It is possible to give a unifying view that encompasses most of the important contrast functions for ICA.

First of all, we saw above that the principles of mutual information and maximum likelihood are essentially equivalent [26]. Second, as already discussed above, the infomax principle is equivalent to maximum likelihood estimation [23,123]. The nonlinear PCA criteria can be shown to be equivalent to maximum likelihood estimation as well [86]. On the other hand, it was discussed above how some of the cumulant-based contrasts can be considered as approximations of mutual information. Thus it can be seen that most of the multi-unit contrast functions are, if not strictly equivalent, at least very closely related.

However, an important reservation is necessary here: for these
equivalencies to be at all valid, the densities *f*_{i} used in the likelihood
must be a sufficiently good approximations of the true densities of
the independent components. At the minimum, we must have one bit of
information on each independent component: whether it is sub- or
super-Gaussian [28,26,73]. This information
must be either available a priori or estimated from the data, see
[28,26,96,124]. This situation is quite different
with most contrast functions based on
cumulants, and the general contrast functions in
Section 4.4.3, which estimate directly independent
components of almost any non-Gaussian distribution.

As for the one-unit contrast functions, we have a very similar situation. Negentropy can be approximated by cumulants, or the general contrast functions in Section 4.4.3, which shows that the considered contrast functions are very closely related.

In fact, looking at the formulas for likelihood and mutual information in
(13) and (16), one sees that they can be considered as
sums of one-unit contrast functions plus a penalizing term that
prevents the vectors
from converging to the same directions.
This could be called a 'soft' form of decorrelation.
Thus we see that almost all the contrast functions could be described
by the single intuitive principle:
*Find the most nongaussian projections, and use some (soft)
decorrelation* to make sure that different independent components are found.

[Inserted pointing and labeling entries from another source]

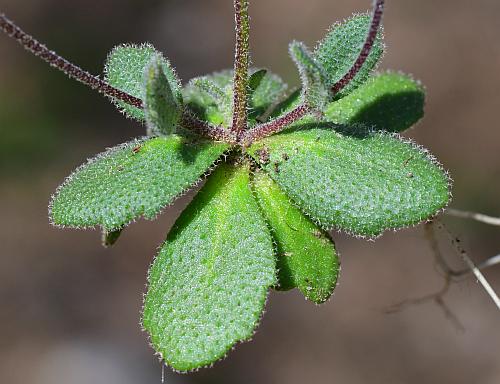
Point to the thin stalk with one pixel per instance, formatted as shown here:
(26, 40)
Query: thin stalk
(241, 65)
(277, 125)
(56, 61)
(77, 73)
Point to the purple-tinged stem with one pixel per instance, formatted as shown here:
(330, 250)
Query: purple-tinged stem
(277, 125)
(378, 11)
(70, 69)
(274, 126)
(241, 64)
(194, 124)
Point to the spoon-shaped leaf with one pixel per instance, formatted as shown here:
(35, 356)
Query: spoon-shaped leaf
(359, 184)
(209, 283)
(131, 180)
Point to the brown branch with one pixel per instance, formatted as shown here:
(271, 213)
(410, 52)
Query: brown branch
(473, 216)
(70, 69)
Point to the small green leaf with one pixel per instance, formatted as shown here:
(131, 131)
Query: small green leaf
(218, 109)
(210, 97)
(307, 258)
(134, 179)
(389, 101)
(289, 103)
(161, 107)
(125, 68)
(209, 283)
(109, 238)
(338, 51)
(362, 185)
(255, 79)
(314, 90)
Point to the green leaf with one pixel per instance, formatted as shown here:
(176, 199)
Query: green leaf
(256, 79)
(125, 68)
(314, 90)
(210, 97)
(218, 109)
(269, 92)
(307, 258)
(362, 185)
(134, 179)
(338, 51)
(389, 101)
(161, 107)
(109, 238)
(289, 103)
(209, 283)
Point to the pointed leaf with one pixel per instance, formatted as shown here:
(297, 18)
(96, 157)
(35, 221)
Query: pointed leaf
(218, 111)
(161, 107)
(314, 89)
(390, 101)
(270, 90)
(338, 51)
(131, 180)
(363, 185)
(109, 238)
(307, 258)
(209, 283)
(125, 68)
(255, 79)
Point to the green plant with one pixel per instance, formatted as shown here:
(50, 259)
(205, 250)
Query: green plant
(284, 169)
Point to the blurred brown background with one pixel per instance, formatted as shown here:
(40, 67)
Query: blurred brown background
(69, 310)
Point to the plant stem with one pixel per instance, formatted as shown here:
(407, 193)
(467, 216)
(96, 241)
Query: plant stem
(191, 122)
(267, 129)
(378, 11)
(70, 69)
(77, 73)
(277, 125)
(241, 64)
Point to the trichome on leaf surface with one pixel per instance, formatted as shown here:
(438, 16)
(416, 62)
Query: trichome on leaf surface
(282, 169)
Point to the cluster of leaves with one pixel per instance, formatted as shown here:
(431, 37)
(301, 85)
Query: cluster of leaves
(260, 220)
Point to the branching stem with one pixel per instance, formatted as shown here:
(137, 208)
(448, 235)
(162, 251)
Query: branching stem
(241, 65)
(277, 125)
(70, 69)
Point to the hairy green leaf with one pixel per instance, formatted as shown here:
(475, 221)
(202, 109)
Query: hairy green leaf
(269, 91)
(210, 97)
(389, 101)
(109, 238)
(338, 51)
(363, 185)
(134, 179)
(161, 107)
(255, 79)
(289, 103)
(314, 90)
(209, 283)
(307, 258)
(125, 68)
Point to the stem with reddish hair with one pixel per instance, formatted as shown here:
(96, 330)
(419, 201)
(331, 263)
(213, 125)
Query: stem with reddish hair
(70, 69)
(241, 64)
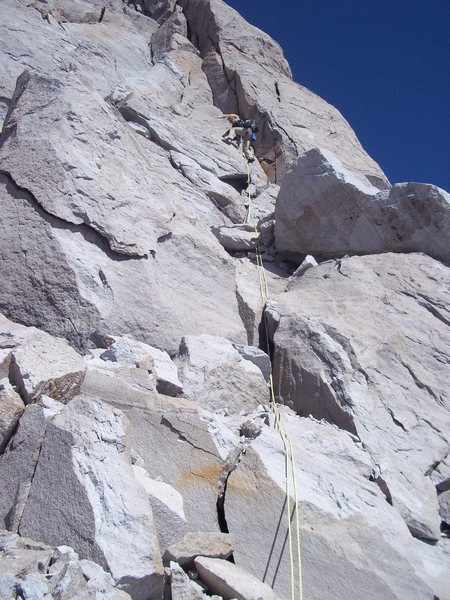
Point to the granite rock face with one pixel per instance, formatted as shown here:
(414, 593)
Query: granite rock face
(324, 209)
(360, 344)
(35, 570)
(141, 443)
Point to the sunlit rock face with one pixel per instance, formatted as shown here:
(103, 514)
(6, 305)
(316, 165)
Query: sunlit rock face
(140, 333)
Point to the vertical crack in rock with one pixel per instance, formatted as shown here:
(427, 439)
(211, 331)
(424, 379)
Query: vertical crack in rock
(229, 466)
(277, 91)
(205, 37)
(381, 483)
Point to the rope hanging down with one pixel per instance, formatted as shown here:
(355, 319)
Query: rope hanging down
(290, 471)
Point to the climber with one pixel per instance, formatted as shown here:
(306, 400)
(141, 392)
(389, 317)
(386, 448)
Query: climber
(246, 130)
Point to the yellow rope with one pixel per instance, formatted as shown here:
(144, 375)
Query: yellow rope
(290, 467)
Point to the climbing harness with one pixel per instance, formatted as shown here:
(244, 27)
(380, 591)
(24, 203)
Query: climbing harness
(290, 470)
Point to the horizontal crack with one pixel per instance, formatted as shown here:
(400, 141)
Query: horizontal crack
(90, 234)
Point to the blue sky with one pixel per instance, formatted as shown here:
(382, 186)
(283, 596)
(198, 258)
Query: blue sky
(383, 63)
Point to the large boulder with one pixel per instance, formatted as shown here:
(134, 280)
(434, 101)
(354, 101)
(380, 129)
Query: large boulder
(362, 343)
(341, 513)
(70, 491)
(172, 442)
(217, 376)
(327, 210)
(248, 73)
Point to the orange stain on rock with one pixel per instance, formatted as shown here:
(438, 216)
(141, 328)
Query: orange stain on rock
(207, 474)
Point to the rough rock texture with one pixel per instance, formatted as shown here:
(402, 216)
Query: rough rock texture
(174, 445)
(126, 350)
(230, 581)
(361, 344)
(40, 364)
(249, 75)
(324, 209)
(181, 587)
(82, 456)
(30, 569)
(342, 513)
(212, 545)
(11, 408)
(216, 375)
(127, 225)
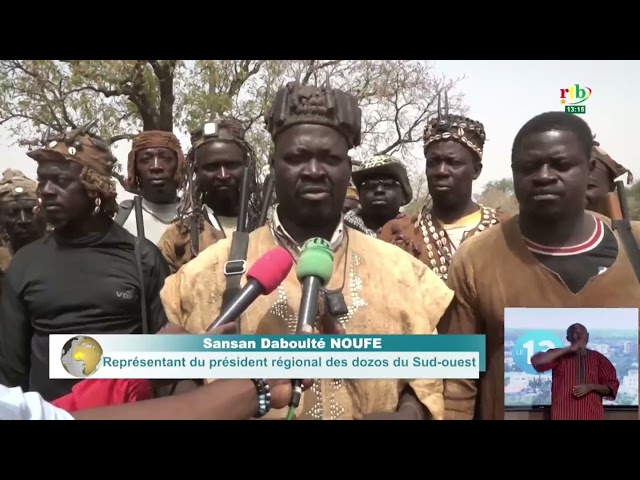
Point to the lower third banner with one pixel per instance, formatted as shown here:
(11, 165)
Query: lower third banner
(267, 356)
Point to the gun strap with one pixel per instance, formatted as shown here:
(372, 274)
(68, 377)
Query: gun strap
(124, 210)
(236, 265)
(143, 293)
(629, 242)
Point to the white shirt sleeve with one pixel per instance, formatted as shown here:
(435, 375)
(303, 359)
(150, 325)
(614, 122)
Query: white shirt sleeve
(17, 405)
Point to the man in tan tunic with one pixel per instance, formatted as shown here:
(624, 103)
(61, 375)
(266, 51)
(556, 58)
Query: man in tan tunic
(453, 149)
(553, 254)
(382, 290)
(18, 208)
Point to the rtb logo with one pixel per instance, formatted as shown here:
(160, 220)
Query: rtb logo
(574, 97)
(530, 343)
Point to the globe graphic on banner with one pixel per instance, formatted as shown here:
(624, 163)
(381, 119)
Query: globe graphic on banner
(81, 356)
(530, 343)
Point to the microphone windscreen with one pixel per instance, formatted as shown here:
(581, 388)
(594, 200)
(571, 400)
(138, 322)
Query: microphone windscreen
(271, 269)
(316, 260)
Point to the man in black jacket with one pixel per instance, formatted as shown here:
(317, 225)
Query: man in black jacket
(82, 279)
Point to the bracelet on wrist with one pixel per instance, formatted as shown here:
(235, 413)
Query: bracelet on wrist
(264, 397)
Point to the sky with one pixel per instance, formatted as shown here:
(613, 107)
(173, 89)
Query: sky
(503, 95)
(554, 318)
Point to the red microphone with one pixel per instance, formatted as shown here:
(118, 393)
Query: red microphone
(263, 277)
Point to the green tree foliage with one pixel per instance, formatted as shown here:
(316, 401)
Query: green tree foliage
(128, 96)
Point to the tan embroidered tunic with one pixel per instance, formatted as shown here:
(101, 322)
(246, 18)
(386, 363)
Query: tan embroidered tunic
(386, 291)
(175, 245)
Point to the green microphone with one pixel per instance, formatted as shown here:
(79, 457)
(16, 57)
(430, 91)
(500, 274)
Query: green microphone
(314, 270)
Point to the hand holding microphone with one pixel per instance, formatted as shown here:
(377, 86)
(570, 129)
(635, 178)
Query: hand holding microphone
(263, 277)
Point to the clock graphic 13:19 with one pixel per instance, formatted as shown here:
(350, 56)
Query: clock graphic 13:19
(530, 343)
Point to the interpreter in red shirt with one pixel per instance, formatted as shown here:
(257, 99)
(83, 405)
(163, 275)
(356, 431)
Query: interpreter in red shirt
(580, 378)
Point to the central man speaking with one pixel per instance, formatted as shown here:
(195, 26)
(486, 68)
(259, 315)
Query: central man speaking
(373, 288)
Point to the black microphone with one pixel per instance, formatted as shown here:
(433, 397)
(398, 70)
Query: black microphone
(314, 270)
(263, 277)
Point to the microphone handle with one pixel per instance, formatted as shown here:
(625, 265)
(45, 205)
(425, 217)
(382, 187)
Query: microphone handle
(307, 316)
(239, 304)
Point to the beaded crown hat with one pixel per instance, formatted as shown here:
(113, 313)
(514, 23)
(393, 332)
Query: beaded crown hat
(445, 126)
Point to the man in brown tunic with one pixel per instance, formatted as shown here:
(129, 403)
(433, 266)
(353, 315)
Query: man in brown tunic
(553, 254)
(453, 149)
(212, 189)
(313, 130)
(18, 205)
(383, 187)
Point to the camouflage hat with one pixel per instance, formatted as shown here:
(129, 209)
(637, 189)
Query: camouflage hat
(224, 129)
(16, 185)
(384, 166)
(153, 139)
(80, 147)
(444, 126)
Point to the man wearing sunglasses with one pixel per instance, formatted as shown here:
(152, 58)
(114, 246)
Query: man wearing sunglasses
(383, 187)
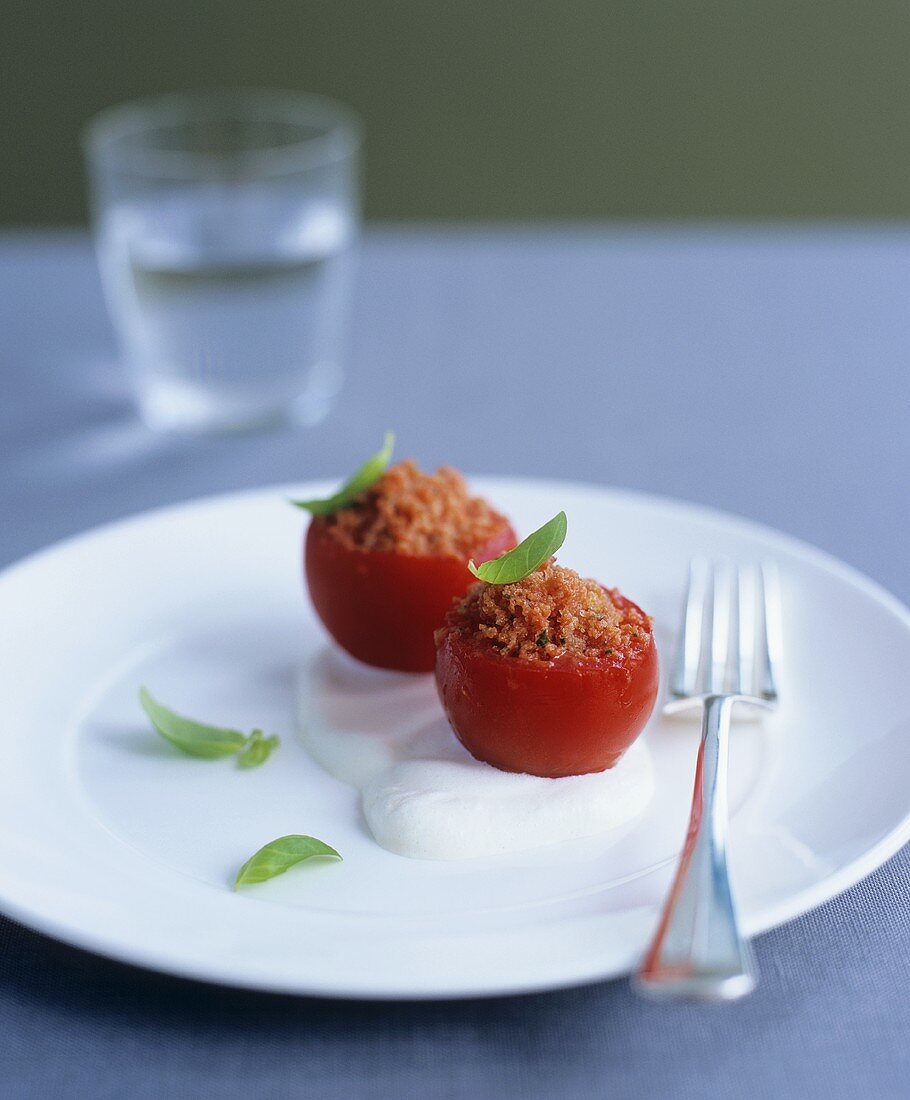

So, the choice of contrast function is essentially reduced the
simple *choice between estimating all the independent components in
parallel, or just estimating a few of them (possibly one-by-one)*.
This corresponds approximately to the choosing between symmetric and
hierachical decorrelation, which is a choice familiar in PCA learning
[114,111].

One must also make the less important choice between cumulant-based and robust contrast functions (i.e. those based on nonquadratic functions as in (29)), but it seems that the robust contrast functions are to be preferred in most applications.